Вильхельм выпил ещё, зайчатина вскоре закончилась, они перешли к рыбе… и чем больше времени проходило, тем более жутко становилось Хельмуту. Он вцепился в свой бокал, хотя пить не собирался, и в волнении смотрел на Остхена. Тот, разомлев от вина, смеялся и что-то рассказывал, в том числе и о Хельге, вспоминая их детские игры и прогулки по саду…

Аппетит резко пропал, хотя Хельмут думал, что сможет съесть ещё по меньшей мере одного целого откормленного зайца.

— Она так хороша, Хельмут, — заявил Вильхельм, будто был первым и единственным, кто знал это. — Я ради неё готов на всё. — «В том числе и на предательство, да?» — Она заслуживает лучшего, целого мира… Это ведь правильно, — покачал он головой, прикрыв глаза. — Ну, то, что мы женимся…

Боже, Хельга будет просто уничтожена его смертью. Она места себе не найдёт. Сколько она будет плакать, и представить сложно… Хельмут почувствовал, как сердце сжимает ледяная боль. Видит Бог, сестра не заслужила таких страданий. Не заслужила терять свою любовь, не заслужила переживать острое чувство потери. Но и быть женой предателя тоже не заслужила. Однако Хельмут помнил, что сообщать ей о преступлении Вильхельма нельзя. Это наверняка принесёт ей ещё больше боли.

Вильхельм кинул в рот виноградину и мечтательно протянул:

— Поскорее бы увидеть её вновь.

Что ж, если верить, что после смерти души влюблённых встречаются в раю… Лучше бы вам не видеться как можно дольше.

Он хотел налить себе ещё, но Хельмут жестом остановил его, сжав руку.

— Завтра битва, — напомнил он. — Хочешь с похмелья на штурм идти?

— Точно, — спохватился Вильхельм. Он, конечно, закусывал, но было видно, что всё же немного опьянел.

Вечер сменялся ночью, становилось холоднее, темнее… и страшнее. Хельмут смотрел на Вильхельма, и дрожь била всё сильнее, и сердце по-прежнему сковывала ледяная жуть. Странная мысль молотом била по разуму. Пока ещё Остхен был жив. Он сидел в своём мрачном шатре, за небольшим дубовым столом, пил вино, поглощал фрукты, смеялся и рассказывал о своей невесте… Он знал, что завтра совершит один из важнейших — и страшнейших — поступков в своей жизни, он рассчитывал добиться богатства и получить во владение обширные земли… Хельмуту было сложно догадаться, о чём думал Вильхельм, когда решался на предательство. Да и не хотел он догадываться.

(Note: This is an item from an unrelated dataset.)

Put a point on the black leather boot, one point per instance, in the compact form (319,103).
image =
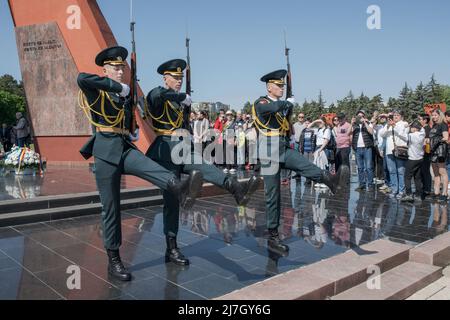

Пока Вильхельм жив, но завтра, часов через двенадцать, как предрекала Кассия, это изменится. Он умрёт, когда яд подействует в самый разгар битвы, исчезнет, прекратит существовать… Это так странно. Это так страшно, в конце концов, когда ты смотришь на человека, пока ещё живого и здорового, и знаешь, что завтра он умрёт.

И что ты сыграешь в этом не последнюю роль.

***

Со стен Лейта летели камни, стрелы и арбалетные болты — всё это напоминало безумную бурю с ливнем и градом, только вместо дождевых капель и кусочков льда с неба падали более опасные вещи, несущие смерть. Прикрываясь щитом, в который уже попала стрела, Хельмут думал, каково сейчас самому сиру Лейту и его семье… если хоть кто-то из этой семьи ещё жив. Жутко, наверное, понимать, что на людей, которые освобождают твой замок, льётся смертоносный водопад со стен этого самого замка, и ничего нельзя с этим поделать, никак нельзя это остановить. Фарелльцы, конечно, хитры и не допустят каких-либо диверсий со стороны захваченного ими рыцаря. Поэтому несчастному Лейту остаётся лишь сидеть взаперти, дай Бог, хотя бы в своей комнате, а не в темнице, и ждать исхода.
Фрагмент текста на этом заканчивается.